The results of other analyses, including ADC, K and D values between lymph node, perineural invasion and LVI-based subgroups did not show statistical significance and might be limited by sample size and imbalanced population distributions. Larger numbers of patients are needed to further explore the performance of ADC, K and D values in predicting histopathological characteristics.

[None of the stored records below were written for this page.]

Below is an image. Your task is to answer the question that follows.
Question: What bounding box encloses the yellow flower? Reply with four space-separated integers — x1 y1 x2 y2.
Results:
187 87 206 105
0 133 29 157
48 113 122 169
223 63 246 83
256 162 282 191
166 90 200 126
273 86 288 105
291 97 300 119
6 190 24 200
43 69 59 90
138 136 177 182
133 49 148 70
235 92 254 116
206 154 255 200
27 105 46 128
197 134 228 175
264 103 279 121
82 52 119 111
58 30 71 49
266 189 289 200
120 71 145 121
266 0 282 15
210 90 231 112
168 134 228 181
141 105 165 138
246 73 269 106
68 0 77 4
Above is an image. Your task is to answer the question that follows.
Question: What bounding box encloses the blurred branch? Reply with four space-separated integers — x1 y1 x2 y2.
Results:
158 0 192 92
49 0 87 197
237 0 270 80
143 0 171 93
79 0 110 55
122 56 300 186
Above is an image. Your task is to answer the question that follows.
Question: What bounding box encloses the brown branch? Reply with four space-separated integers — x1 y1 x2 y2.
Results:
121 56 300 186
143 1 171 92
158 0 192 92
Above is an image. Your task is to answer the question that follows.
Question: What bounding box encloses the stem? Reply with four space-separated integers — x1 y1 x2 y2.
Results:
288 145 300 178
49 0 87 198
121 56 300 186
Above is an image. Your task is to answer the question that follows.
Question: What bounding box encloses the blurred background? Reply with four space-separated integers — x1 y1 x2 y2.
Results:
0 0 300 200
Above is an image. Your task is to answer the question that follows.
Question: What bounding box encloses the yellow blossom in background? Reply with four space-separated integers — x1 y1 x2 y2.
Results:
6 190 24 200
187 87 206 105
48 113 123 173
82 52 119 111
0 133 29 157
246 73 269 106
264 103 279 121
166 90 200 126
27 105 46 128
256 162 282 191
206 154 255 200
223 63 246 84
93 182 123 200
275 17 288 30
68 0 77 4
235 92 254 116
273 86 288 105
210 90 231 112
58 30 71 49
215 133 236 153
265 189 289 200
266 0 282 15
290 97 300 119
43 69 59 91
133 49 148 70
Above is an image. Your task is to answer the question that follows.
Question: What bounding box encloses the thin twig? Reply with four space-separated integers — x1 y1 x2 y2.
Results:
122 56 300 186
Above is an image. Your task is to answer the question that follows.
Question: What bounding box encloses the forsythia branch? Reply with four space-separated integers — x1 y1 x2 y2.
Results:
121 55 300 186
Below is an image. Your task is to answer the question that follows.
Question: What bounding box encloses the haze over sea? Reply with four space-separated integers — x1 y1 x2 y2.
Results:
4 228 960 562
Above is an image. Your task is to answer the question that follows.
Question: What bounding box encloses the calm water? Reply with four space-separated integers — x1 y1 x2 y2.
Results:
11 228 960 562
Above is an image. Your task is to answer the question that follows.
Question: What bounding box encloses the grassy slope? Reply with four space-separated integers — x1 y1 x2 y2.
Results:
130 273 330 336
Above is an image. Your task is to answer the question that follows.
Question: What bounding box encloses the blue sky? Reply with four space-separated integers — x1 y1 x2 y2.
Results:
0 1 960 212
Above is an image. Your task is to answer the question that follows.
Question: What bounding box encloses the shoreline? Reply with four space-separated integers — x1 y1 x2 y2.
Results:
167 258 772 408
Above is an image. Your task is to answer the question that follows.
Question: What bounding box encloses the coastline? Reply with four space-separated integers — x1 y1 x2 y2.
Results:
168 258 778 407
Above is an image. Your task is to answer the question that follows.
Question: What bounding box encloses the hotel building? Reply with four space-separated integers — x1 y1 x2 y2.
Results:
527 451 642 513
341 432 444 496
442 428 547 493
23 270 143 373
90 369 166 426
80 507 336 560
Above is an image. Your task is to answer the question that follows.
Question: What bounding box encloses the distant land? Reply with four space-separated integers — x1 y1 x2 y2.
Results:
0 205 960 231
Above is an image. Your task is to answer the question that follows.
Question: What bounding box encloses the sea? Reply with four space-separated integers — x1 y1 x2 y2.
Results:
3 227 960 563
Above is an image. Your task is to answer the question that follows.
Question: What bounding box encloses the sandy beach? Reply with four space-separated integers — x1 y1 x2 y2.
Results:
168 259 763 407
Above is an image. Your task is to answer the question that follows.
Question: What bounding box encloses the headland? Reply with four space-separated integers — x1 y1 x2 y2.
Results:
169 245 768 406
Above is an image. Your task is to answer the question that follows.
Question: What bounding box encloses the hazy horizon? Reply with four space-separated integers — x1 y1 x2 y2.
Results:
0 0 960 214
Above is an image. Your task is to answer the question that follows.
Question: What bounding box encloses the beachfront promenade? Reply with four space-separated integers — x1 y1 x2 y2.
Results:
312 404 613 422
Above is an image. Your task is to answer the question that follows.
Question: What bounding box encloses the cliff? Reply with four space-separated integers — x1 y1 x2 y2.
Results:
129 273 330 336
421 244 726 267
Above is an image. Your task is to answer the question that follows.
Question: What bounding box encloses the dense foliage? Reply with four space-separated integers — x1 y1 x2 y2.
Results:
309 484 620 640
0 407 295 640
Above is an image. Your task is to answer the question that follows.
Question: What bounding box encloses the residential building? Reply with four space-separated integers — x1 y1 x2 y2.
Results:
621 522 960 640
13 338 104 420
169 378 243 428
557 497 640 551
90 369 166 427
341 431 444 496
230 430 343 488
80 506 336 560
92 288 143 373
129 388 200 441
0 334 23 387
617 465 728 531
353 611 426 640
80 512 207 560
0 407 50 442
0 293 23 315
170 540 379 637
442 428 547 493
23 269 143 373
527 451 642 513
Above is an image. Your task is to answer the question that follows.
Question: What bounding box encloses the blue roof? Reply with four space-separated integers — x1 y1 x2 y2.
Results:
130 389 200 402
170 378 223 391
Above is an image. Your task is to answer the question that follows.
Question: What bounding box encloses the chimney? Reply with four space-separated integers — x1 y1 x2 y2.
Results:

Our study has some limitations. First, restaging MRI after NCRT was excluded in our study. The reason for exclusion was the number of the patients who underwent diffusion imaging after NCRT was very small and the regressive lesions were scarcely visible in diffusion images. Second, we did not use spasmolytic and endorectal gel to reduce susceptibility artifacts for diffusion imaging. The usage of spasmolytic and endorectal gel could increase the drawing accuracy of the outline ROI along the border of the tumour and increase the reliability of our conclusions. Third, the patient distribution in our study was uneven with only two patients exhibiting poor differentiation. Finally, we did not use an area-weighted averaging method to calculate the mean values of the measured parameters in TS and WTS protocols, which might influence the accuracy of our results. Thus, further study with a more accurate averaging method, a larger and more evenly distributed patient population, and the usage of spasmolytic and endorectal gel is needed to verify our results.

In conclusion, our study confirmed that using a 3T scanner, the WTS-outline ROI approach could obtain the most repeatable measurements for both non-Gaussian and Gaussian diffusion models. By using the WTS-outline method, DKI also has considerable diagnostic value for the estimation of rectal cancer characteristics, in addition to the conventional DWI model.